Wisconsin scientists and health officials say the spread of a more deadly and faster spreading mutation of the COVID-19 virus is happening more quickly than the state's capacity to track it as other threatening variants gain footholds in the U.S.
“At some point we’re just going to have to start to realize that old COVID probably isn’t going to be around as much,” said Jeff Pothof, UW Health’s chief quality officer. “As some of these strains are more contagious, they’ll become the dominant strains.”
The state has reported that five people have been infected by the B117 COVID-19 variant, which was first detected in the U.K. late last year and has become the dominant strain there.
U.S. officials have said it could become dominant here by the end of March.
Only the first infection in Wisconsin, reported in mid-January, involved a person who had recently traveled internationally. The others were likely infected by community spread.
“I think B117’s out of the gate,” said Pothof. “That one’s here.”
While only five cases of the variant — one of several spreading across the globe — have been detected, they have been spread out geographically, with one in Milwaukee, one in Waukesha County and three in Eau Claire County.

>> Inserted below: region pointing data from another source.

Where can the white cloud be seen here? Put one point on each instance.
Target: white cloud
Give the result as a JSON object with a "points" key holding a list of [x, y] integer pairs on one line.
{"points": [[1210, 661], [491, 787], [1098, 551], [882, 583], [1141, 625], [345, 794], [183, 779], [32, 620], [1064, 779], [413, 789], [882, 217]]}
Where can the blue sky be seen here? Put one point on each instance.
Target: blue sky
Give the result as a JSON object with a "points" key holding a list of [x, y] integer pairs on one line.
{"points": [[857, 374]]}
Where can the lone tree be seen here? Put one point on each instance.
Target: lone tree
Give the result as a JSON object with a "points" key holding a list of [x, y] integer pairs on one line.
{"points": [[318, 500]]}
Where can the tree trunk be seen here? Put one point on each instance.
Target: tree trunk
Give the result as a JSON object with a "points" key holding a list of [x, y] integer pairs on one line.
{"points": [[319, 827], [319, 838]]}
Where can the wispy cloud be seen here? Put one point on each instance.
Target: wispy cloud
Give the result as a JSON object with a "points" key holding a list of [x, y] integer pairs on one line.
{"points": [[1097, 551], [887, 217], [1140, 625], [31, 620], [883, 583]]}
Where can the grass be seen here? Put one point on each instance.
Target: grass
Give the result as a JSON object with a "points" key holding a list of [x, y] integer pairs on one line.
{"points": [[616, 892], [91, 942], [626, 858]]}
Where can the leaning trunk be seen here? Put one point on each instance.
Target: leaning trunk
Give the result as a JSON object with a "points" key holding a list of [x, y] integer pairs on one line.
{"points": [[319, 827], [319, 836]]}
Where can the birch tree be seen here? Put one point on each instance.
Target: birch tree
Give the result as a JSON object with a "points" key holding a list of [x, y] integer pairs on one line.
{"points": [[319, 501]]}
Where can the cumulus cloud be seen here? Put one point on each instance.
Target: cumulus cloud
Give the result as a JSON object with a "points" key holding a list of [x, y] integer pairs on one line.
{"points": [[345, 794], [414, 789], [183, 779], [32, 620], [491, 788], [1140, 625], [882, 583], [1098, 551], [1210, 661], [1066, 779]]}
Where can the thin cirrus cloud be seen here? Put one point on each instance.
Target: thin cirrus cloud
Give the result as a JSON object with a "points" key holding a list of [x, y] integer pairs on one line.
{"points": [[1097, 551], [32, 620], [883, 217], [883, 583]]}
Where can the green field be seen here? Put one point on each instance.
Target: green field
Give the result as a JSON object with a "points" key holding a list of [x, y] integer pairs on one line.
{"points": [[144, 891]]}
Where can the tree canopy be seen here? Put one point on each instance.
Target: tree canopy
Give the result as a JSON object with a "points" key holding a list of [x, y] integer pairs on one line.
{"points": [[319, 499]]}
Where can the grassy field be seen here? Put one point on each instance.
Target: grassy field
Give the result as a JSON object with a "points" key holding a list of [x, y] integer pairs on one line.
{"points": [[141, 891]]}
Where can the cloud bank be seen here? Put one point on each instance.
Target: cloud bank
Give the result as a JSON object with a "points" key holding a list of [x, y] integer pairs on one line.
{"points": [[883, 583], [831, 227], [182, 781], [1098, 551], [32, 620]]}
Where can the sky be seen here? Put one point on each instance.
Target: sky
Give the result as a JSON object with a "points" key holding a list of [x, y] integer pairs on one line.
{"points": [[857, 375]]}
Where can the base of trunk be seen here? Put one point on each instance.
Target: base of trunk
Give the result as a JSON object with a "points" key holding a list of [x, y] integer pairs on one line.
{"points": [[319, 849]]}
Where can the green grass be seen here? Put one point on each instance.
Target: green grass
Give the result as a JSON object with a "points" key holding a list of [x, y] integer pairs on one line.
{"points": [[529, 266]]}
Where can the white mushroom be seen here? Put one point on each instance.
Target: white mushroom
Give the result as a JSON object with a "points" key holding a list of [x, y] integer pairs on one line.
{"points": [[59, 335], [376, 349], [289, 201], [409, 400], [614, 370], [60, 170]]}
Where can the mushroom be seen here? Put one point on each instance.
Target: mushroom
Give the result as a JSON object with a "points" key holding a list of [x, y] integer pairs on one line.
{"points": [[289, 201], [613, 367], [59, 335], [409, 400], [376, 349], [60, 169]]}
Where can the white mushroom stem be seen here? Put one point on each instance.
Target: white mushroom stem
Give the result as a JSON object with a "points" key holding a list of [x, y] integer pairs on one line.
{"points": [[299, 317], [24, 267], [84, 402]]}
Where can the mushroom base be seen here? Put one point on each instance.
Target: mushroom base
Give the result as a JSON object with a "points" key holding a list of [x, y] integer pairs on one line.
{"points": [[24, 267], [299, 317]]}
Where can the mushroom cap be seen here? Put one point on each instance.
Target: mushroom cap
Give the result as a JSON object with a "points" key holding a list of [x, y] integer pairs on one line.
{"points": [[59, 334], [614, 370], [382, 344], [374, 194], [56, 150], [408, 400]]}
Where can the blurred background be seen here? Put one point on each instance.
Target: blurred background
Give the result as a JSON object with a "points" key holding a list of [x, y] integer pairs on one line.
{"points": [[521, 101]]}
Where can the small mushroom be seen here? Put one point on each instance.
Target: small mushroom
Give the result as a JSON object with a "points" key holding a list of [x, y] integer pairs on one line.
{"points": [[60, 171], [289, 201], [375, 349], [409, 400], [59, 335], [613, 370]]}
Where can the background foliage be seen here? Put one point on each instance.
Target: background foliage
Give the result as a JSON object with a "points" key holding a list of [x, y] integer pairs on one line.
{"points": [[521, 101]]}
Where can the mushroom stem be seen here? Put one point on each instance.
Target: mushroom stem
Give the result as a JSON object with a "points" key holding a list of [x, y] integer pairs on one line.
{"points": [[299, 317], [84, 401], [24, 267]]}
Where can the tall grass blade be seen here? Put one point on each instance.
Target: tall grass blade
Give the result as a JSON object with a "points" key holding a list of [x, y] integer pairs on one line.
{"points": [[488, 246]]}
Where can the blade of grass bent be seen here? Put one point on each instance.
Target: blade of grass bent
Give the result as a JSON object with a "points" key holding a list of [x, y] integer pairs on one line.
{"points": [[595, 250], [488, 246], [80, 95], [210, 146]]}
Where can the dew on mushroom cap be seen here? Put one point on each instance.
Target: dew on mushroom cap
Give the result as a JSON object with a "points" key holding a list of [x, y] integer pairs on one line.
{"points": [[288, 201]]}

"We are able to sequence only a proportion of positive specimens, which means there are likely many more cases of this variant in our state,” said Elizabeth Goodsitt, a state Department of Health Services spokeswoman.
To determine whether someone is infected with the variant, a specialized process known as genetic sequencing has to be done on the virus, and there are only four laboratories in the state capable of performing the test — the State Laboratory of Hygiene in Madison, the city of Milwaukee Health Department, the UW-Madison AIDS Vaccine Research Laboratory and Gundersen Health System in La Crosse. Between them, they can sequence about 600 specimens a week, Goodsitt said, about 11% of cases reported in the past week. But last week, the state's chief medical officer said that less than 1% of COVID-19 cases were being sequenced.
States surrounding Wisconsin have detected higher numbers of the U.K variant than the Badger State. Michigan has reported 67 cases, Illinois 25, Iowa eight and Minnesota 18.
The Biden administration has announced a $200 million investment in genomic sequencing efforts to monitor the variants, and Wisconsin U.S. Sen. Tammy Baldwin has co-sponsored legislation to bring sequencing capacity to 15% of cases nationwide, up from about 0.3%.
“Variants represent a growing threat to the health and security of our nation, and right now the U.S. is lagging behind other countries in tracking new and emerging variants of this deadly virus,” Baldwin said in a press release on Feb. 4 announcing the legislation.
But the spread of B117 threatens to outrun efforts to track it.
“It’s going to end up becoming a major player in COVID-19 cases in Wisconsin and nationally,” Pothof said.
Health officials have warned that the new variant could undo the progress made in the state since the November surge, when rampant spread pushed case numbers up to nine times what they are today. Scientists estimate that the variant spreads up to 50% faster than the strain that has so far infected nearly 28 million Americans and killed almost half a million.
A British study suggests the variant could boost the COVID-19 death rate by 35%.
So far 1,277 cases of the B117 variant have been reported in 42 states, according to a Centers for Disease Control and Prevention variant tracking site.
The numbers are far lower for other worrisome variants. A South African variant known as B135, which is less susceptible to vaccines, has been reported in 19 instances. And a fast-spreading Brazilian variant, known as P1, has been detected in three COVID-19 infections, two of them in Minnesota. Scientists worry that both variants could evade natural immunity from COVID-19 infections and set off another deadly wave.
Pothof said the B117 variant appears to be susceptible to natural immunity, which may protect infected people for about six months. But it is the most immediate threat because of the rate of transmission that has already occurred.
And while vaccine distribution is inching up, and the Biden administration has announced larger shipments to states in coming weeks, a supply sufficient to vaccinate most Americans is still months away.
“It’s this epic battle between the vaccines and the spread of the variant that will determine whether it actually has an impact clinically: more cases, more people in the hospital.” Pothof said. “I don’t think that question’s answered yet.”